Le gustaba el sonido de la lluvia, del agua golpeando cualquier tipo de superficie. Los sonidos eran múltiples por las notas que tocan las gotas. Y era en esos momentos cuando la felicidad existía leyendo o tomando un café. Ella tenía un libro, uno que le habían traído de París. Era una edición de bolsillo, y tal vez, porque era un expatriado, lo cuidaba con más dedicación. Sus hijos lo sabían, y gozando de ese saber, una tarde, en esas donde las gotas de lluvia hacían estruendos contra el toldo de policarbonato, encontró tiradoLe Petit Robert, a la orilla de la puerta, allí como un cuerpo que minutos antes hubiera tratado de escapar de la tortura y la muerte. Ajado, cuarteadas muchas de sus páginas, pero una en particular, rota, completamente rota la hoja del libro que conjugaba los verbos reír y escribir (en francés).

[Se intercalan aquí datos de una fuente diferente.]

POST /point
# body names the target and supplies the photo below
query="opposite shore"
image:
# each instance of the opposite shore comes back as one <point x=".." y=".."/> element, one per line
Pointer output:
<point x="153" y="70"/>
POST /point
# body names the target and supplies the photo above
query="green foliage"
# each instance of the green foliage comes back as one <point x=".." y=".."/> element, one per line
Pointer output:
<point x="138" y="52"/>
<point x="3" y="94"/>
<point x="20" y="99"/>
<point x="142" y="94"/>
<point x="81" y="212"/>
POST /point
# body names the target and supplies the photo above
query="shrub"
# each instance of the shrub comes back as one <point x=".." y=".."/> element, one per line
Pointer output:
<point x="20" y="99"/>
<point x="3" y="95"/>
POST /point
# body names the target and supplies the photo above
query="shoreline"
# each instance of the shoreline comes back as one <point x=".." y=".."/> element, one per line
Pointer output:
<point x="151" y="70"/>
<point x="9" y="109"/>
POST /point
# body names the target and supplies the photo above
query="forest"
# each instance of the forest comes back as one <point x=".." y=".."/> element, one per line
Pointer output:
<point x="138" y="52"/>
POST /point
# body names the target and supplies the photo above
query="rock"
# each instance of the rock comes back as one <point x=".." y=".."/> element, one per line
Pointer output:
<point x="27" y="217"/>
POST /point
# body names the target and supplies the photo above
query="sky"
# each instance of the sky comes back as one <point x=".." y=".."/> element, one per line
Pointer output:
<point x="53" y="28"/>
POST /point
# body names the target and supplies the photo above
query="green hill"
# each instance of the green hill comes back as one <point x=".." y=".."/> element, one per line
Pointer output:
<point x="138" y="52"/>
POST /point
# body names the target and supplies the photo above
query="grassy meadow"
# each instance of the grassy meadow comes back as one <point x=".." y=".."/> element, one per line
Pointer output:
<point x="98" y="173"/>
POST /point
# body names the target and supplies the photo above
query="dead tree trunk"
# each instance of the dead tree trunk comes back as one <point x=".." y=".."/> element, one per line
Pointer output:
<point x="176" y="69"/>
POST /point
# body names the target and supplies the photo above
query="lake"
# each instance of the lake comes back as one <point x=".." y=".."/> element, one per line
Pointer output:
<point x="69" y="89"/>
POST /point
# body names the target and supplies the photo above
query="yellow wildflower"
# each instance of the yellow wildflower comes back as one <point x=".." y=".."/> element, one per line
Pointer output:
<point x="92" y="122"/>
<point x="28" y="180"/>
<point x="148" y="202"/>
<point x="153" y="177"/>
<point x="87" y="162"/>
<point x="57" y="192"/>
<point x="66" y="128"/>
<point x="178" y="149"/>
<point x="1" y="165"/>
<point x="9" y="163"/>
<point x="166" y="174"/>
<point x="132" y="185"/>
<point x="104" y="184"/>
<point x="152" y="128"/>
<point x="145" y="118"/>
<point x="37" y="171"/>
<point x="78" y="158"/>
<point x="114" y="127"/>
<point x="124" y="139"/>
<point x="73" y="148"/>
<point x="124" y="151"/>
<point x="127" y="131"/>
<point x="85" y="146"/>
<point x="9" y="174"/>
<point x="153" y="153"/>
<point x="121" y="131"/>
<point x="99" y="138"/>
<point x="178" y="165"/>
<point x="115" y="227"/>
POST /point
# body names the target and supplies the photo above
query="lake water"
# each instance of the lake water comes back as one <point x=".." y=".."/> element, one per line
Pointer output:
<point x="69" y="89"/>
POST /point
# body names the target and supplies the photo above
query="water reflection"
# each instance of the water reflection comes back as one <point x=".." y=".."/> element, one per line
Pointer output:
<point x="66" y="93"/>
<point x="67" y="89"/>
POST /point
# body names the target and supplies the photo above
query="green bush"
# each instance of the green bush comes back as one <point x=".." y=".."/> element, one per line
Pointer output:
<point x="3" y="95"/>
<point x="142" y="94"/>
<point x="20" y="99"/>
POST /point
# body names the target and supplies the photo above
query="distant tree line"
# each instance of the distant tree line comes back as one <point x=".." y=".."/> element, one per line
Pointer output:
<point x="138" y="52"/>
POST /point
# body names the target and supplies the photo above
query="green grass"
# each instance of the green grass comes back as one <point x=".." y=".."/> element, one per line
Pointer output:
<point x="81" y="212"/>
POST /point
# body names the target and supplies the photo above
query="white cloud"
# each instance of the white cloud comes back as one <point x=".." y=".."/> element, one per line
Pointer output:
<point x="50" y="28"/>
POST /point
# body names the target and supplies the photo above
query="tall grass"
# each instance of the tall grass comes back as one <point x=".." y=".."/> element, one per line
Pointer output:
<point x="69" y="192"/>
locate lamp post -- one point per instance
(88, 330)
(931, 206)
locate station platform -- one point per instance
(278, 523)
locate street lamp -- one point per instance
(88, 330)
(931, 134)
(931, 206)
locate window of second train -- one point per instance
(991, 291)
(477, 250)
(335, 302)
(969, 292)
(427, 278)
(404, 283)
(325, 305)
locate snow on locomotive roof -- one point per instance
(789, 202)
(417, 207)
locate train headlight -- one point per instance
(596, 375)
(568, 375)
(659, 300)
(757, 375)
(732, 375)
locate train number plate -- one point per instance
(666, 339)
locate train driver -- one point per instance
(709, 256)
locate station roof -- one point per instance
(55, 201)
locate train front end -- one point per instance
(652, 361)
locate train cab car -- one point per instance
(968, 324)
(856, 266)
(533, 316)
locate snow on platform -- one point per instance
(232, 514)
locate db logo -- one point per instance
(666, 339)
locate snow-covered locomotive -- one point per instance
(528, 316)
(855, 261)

Y se contuvo, se contuvo una vez más. Pero no tardó en llegar a la profundidad de la aflicción, y la desesperación que la volvía un monstruo de ira sin culpa, la misma que horas después arremetía contra la conciencia. Pero aquella vez no los golpeó. No era suficiente. Estaba comprobado que nada les era suficiente. Para ella tampoco, entonces. Había dejado de reír, escribir, dormir, hacer el amor… Estaba cansada, agotada de tanta culpa. “Completar, concluir, finalizar, ultimar, acabar, liquidar, rematar”; todos los sinónimos de “terminar” que con pesar encontró (en francés) en lo que quedaba del diccionario. Y fue corriendo a la cocina a agarrar la cuchilla que desde hacía un tiempo había dejado al alcance de los chicos…

“Celina, soy Celina”, se dijo mientras bailaba bajo la tormenta y le pareció escuchar una sirena de policía, como esas que sonaban por todo París, acercarse.

Desmadre

Me miré al espejo. Tenía unas cuantas canas nuevas. Me di cuenta de que había dejado de ser hija, hacía apenas unas horas. Tal vez, no. Tal vez, volvería y todo esto sería una idea que había pergeñado alguna vez, tanto ella como yo.

“Paaa”, llamé a Darío desde el baño para que me mirara la cabeza y me confirmara el descubrimiento. Y en el instante de la última “a”, recordé cuando llamaba a mi padre del mismo modo para que me sacara los piojos.

“Maaa”, me llamaron los chicos. Me quitan los pensamientos, cada vez que quieren comer, a toda hora y a todo grito. Bajé diez kilos. Percibo que llamo a mis hijos, y sobre todo cuando estoy enojada, con los apelativos de ma y pa, como si fueran sentencias desgraciadas de dioses mitológicos que hacen de nuestras vidas repeticiones fatídicas e irreparables.